There is a philosophy embedded in that choice. The light hand. The trust that the skin, supported well, is enough.
The body, unhurried
In the traditions of yoga, the body is not a problem to be solved. It is the first house of consciousness — the place where presence either lands or doesn't. And yet we often treat it as an afterthought, reserving care for the face while the rest is managed in haste.
Maminat was born from a personal story: its founder, Natalia Olmo, developed the brand after being diagnosed with cosmetic acne — the kind caused not by neglect, but by products that promised care and delivered harm. What emerged from that experience is a small-batch, certified natural cosmetics line made in Spain, with ingredient lists short enough to read in one breath and a philosophy built around the idea that less, chosen well, is everything.
A body oil or a gentle moisturiser from Maminat applied after the shower — while the skin is still warm, unhurried — is less a beauty routine than a form of listening. The act itself is less about the product than about the decision to include the body in the ritual. To say: this too deserves care. I too deserve care.
March is a good month to remember that.
Scent as a reset
There is a moment in the late afternoon when the day begins to weigh more than it should. The mind races ahead to what is undone; the body carries what the morning asked of it. This is the hour when a scent can do what words cannot.
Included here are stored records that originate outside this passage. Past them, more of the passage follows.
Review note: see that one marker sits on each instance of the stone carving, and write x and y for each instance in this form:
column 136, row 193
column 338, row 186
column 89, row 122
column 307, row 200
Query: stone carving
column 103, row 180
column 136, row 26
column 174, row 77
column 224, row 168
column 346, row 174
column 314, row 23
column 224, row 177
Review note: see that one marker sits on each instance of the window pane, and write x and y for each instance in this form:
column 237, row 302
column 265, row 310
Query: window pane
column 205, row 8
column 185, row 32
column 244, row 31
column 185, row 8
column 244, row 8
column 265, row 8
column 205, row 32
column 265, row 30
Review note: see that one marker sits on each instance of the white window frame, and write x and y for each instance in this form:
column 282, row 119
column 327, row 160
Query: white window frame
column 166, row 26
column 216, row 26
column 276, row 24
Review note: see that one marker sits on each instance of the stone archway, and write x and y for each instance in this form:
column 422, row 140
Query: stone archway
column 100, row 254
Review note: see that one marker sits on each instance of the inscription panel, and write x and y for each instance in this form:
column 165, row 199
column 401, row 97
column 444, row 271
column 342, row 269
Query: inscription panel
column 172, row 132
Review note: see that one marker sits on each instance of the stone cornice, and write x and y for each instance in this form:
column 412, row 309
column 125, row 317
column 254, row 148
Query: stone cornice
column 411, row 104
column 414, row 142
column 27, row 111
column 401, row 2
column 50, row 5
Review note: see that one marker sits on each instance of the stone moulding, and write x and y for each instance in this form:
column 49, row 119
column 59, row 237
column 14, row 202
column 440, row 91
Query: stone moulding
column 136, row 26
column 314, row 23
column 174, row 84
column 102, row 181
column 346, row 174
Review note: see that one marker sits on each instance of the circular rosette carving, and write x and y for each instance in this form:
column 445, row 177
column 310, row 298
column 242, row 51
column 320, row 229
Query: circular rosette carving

Alqvimia was founded in Barcelona in 1985 by Idili Lizcano — philosopher, perfumer, meditation master. Nearly forty years later, the brand still macerates its essential oil blends for fifteen days before they enter a product, following the ancient alchemical principle that time itself is an ingredient. Their Freshness blend — eucalyptus, rosemary, mint, pine — clears a room and, with it, the quality of thought inside it. Ten drops in a diffuser. A breath. The recognition that the afternoon can begin again.
This is what ritual does. It does not change the circumstances. It changes our relationship to them.
The night as practice
The yogic tradition speaks of pratyahara — the withdrawal of the senses, the turning inward. Sleep, when we allow it to be more than collapse, is its most natural expression.
mid/night 00.00 was built for this. Minimalist formulas that work while the world slows down — no fragrance, no performance, no ask. Simply the quiet support of skin that is ready to repair in the dark. The gesture of applying it becomes, if we let it, a small ceremony of release. The day is done. I am done with the day.
A closing thought
The Zen teacher Shunryu Suzuki wrote that in beginner's mind there are many possibilities, but in expert's mind there are few. March is a beginner's month. It does not know yet what the year will bring. Neither do we.
What the threshold asks of us is not readiness. It asks for presence. For the willingness to cross into what is next without insisting that we already know what it looks like.
A cup before the noise. A gentle hand on the face. A scent that says: you can put it down now.
These are not small things. They are, in fact, the practice.